Release changes to the Ingest service

SQL calls can be issued to retrieve database data from inside the NiFi pipeline. This information is converted from the "2d" tabular format in the database to a one-dimensional string for Elasticsearch. Normally this list aggregation takes place inside the database, however each database imposes a limit on the length of the returned string. If the SQL tries to serialize a longer string, it will be truncated. A solution to this issue was introduced in HCL CommerceVersion 9.1.7.
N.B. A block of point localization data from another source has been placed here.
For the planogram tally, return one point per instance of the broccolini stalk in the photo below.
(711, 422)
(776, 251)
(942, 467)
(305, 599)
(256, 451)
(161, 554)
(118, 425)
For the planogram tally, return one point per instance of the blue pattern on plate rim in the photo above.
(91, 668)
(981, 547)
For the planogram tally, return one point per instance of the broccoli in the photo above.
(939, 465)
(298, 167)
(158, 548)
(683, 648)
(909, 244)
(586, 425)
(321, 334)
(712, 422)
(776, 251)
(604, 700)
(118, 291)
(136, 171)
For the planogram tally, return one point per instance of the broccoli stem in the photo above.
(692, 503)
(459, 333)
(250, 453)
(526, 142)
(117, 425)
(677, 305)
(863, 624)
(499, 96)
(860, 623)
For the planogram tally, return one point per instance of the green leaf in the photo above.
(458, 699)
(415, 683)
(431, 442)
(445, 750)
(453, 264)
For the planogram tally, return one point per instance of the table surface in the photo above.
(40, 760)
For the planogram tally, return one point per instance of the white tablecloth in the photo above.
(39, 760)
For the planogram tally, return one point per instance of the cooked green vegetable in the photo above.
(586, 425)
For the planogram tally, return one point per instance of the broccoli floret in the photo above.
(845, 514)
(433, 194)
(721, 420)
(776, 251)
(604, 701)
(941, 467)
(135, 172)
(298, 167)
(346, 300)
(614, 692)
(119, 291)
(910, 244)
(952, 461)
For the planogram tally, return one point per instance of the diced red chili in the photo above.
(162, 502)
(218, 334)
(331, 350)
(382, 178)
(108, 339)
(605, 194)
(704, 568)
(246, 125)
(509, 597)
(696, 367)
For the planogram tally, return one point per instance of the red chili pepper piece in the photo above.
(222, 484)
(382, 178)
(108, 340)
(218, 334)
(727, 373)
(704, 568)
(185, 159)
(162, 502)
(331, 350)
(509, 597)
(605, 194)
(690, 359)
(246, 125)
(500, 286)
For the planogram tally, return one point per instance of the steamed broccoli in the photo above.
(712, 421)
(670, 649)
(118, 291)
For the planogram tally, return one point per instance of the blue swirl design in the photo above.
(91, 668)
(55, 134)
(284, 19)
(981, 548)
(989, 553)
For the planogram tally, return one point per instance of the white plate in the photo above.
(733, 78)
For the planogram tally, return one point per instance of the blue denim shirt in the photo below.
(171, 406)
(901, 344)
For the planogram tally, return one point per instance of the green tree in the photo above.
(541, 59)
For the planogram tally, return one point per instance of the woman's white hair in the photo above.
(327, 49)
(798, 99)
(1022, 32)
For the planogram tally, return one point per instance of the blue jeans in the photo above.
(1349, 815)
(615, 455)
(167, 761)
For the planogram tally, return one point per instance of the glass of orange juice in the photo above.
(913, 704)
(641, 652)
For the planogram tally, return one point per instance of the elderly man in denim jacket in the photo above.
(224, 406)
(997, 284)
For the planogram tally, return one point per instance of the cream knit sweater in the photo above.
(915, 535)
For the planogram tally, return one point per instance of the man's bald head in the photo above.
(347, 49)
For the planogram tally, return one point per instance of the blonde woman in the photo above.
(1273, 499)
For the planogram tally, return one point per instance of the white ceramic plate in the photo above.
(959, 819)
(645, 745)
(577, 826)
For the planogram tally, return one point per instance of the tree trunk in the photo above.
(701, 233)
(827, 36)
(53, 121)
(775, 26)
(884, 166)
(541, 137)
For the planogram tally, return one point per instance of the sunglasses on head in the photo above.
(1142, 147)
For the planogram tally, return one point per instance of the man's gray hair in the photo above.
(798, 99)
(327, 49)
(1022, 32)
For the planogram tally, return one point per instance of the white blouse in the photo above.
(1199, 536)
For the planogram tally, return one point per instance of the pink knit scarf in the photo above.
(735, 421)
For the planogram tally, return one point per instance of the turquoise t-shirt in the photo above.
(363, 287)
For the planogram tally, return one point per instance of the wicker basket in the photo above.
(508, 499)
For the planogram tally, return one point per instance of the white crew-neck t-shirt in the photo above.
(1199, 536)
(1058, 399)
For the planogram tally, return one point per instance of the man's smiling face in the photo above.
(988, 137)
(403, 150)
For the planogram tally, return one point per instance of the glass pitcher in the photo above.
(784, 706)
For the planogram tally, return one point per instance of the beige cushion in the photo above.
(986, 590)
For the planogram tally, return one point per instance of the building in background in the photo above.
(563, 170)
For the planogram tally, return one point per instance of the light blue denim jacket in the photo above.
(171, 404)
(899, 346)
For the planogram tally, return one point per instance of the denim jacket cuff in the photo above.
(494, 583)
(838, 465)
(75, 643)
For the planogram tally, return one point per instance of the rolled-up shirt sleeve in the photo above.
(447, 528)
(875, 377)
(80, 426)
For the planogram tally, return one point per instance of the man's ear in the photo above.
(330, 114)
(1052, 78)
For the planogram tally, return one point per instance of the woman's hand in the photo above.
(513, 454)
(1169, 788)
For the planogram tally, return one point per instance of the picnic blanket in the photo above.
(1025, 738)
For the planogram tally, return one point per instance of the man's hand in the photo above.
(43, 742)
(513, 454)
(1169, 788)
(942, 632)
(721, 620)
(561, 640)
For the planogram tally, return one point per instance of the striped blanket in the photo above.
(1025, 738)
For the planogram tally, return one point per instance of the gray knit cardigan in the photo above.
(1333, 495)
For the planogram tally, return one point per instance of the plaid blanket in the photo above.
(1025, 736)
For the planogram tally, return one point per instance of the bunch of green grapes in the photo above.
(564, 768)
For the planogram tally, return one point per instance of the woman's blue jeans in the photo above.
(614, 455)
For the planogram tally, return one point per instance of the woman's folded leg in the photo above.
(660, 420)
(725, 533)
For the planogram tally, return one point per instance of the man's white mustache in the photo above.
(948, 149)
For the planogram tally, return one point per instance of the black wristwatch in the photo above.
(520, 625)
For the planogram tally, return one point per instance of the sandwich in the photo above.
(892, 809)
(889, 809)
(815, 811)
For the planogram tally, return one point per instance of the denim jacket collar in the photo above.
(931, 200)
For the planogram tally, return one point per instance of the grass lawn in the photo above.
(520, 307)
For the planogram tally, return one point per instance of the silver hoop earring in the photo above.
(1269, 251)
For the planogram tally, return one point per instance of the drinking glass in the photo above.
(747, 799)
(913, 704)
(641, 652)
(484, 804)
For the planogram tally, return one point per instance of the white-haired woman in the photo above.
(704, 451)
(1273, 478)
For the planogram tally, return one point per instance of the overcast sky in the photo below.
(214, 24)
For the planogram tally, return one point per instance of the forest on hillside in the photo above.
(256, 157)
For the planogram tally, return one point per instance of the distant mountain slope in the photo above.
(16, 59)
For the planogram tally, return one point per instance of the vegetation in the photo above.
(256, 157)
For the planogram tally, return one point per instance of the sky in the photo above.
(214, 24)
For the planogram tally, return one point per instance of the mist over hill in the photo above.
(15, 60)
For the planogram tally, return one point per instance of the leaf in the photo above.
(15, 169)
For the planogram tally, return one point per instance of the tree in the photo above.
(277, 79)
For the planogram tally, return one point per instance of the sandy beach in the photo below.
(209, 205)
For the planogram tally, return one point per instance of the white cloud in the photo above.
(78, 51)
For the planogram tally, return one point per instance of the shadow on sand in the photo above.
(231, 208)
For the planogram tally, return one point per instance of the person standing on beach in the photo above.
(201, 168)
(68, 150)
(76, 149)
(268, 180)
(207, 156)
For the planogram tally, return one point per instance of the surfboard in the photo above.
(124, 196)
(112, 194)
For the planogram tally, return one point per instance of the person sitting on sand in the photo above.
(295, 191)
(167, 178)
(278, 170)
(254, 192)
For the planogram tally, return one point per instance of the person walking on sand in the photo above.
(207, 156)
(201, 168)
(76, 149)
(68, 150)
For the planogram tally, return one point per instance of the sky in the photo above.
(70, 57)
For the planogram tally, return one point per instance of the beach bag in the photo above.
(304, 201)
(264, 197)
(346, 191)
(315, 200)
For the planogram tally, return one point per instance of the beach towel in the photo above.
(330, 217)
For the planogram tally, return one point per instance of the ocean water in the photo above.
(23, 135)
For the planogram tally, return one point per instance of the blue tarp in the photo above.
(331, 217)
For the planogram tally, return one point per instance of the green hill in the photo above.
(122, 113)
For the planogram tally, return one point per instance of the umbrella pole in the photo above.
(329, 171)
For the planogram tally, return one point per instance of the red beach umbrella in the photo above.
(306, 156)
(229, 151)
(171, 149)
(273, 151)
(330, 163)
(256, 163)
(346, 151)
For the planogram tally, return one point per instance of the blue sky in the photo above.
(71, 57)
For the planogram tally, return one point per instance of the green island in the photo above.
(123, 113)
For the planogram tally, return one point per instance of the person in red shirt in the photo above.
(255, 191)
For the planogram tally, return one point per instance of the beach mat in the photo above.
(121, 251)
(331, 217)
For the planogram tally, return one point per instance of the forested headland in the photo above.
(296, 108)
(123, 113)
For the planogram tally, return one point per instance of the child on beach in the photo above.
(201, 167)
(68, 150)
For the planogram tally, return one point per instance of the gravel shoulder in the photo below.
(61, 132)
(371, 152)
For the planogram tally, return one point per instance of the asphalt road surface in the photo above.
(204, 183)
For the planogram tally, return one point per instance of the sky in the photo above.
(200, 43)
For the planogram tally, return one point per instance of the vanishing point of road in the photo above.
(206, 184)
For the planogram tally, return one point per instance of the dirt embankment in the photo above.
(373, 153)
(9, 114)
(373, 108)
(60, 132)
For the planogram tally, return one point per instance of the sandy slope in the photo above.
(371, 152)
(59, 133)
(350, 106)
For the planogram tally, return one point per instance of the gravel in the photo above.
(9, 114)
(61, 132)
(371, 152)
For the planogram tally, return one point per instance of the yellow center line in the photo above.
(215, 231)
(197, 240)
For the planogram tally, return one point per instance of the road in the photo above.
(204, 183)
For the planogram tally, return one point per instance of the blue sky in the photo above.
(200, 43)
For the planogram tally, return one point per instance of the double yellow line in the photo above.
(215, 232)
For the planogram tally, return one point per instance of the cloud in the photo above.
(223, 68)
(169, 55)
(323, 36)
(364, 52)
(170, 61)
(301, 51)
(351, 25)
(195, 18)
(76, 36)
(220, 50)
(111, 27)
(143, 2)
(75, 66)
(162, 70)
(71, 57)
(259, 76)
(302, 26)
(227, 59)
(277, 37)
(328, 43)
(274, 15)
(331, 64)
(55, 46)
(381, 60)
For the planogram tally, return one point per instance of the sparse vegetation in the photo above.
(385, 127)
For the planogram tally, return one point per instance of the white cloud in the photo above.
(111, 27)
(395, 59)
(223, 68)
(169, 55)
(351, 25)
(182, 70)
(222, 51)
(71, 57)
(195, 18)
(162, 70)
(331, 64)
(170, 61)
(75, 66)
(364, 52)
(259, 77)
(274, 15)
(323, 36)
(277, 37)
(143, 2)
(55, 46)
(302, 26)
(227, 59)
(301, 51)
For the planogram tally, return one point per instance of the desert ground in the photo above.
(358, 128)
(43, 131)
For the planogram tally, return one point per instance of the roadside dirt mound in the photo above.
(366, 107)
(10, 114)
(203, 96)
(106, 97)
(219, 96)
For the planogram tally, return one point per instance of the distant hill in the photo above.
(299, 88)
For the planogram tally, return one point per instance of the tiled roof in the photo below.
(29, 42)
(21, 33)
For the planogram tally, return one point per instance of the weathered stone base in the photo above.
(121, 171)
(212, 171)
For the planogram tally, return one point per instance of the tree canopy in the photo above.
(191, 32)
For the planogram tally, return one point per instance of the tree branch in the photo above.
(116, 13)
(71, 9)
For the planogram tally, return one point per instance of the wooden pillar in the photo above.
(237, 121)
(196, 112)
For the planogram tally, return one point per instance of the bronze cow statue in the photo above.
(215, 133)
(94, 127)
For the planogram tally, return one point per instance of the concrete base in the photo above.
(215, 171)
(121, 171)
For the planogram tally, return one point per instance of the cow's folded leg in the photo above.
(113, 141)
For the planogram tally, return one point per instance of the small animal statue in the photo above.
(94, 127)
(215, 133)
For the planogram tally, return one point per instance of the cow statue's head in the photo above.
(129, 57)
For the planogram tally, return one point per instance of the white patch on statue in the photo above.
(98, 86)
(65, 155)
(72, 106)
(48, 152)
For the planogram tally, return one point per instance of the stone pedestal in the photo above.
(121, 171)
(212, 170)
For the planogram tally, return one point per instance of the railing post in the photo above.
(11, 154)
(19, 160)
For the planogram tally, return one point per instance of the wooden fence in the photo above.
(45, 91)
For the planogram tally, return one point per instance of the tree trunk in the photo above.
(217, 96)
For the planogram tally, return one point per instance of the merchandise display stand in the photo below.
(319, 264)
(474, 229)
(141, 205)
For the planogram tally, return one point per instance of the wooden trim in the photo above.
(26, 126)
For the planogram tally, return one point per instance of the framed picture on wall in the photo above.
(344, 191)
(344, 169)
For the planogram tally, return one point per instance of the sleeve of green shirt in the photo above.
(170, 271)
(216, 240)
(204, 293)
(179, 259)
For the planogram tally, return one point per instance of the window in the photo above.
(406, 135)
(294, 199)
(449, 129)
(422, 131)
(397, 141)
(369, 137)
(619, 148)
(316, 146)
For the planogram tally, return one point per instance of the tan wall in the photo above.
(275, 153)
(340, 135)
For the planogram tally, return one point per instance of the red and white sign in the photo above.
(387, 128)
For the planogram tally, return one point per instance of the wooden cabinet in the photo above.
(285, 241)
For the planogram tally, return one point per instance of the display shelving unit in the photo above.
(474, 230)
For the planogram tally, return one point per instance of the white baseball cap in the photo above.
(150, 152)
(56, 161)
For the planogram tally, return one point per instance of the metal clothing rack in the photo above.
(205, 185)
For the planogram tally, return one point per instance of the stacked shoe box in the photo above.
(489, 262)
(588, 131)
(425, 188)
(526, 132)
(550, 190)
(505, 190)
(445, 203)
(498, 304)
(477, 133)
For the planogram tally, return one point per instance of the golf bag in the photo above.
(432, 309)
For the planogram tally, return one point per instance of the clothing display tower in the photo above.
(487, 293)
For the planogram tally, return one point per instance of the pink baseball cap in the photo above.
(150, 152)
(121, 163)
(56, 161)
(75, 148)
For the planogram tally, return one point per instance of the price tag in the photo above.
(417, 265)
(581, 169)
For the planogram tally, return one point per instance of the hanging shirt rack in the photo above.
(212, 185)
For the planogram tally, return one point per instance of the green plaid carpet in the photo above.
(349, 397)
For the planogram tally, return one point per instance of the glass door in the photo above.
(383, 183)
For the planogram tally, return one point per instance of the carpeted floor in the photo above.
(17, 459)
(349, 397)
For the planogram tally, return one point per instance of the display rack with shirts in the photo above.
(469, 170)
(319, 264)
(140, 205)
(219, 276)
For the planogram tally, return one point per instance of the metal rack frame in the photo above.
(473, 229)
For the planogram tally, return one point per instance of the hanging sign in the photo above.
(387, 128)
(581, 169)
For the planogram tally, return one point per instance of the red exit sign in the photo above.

LISTAGG parameter introduced in Version 9.1.7

HCL Commerce Search provides an application-level function to perform the serialization rather than performing the aggregation in the database. You can control this behavior using the flow.database.listagg variable/flowfile attribute. The default value is set to True, which maintains DB-level string aggregation.

Setting the flow.database.listagg attribute in ReindexLink, NRTLink, or DataloadLink defines this property globally throughout the entire dataflow. Setting the flow.database.listagg flowfile attribute as needed in a connector pipe instead will scope and isolate the application-level string aggregation to the given pipeline processing stage and is preferable for optimizing ingestion performance.

The default value of True means that the system will rely on the database to perform list aggregation. This default setting is fast but imposes a limit on the size of returned strings, which is different for each of the supported databases. Setting the value to False switches on application-level list aggregation, which has no size limit to the returned query, however, this change may result in a 2x increase in ingestion processing time.

Tip: A general guideline is to use the database LISTAGG function if possible and only disable it on specific connectors if aggregation limits/issues arise to avoid the unnecessary overhead of performing list aggregation inside of NiFi application. For more information, see Tunable Parameters in the setup of NiFi and Elasticsearch.

Upgrading to Version 9.1.10

In Version 9.1.10.0 and above, the Ingest service automatically synchronizes NiFi with your custom connector descriptors stored in Zookeeper. The default connector descriptors from earlier releases, which in previous versions were stored inside of Zookeeper, are no longer needed, except those that are customized. For these, you will need to maintain your own copy inside of Zookeeper.

In versions prior to Version 9.1.10.0, whenever the Ingest service is restarted, all the connector descriptors are deleted from the Zookeeper /connectors node. The Ingest service recreates the connectors inside Zookeeper based on the default connector descriptors. This will cause you to lose your customized connector descriptors.

For detailed instructions, see Migrating Ingest service customizations.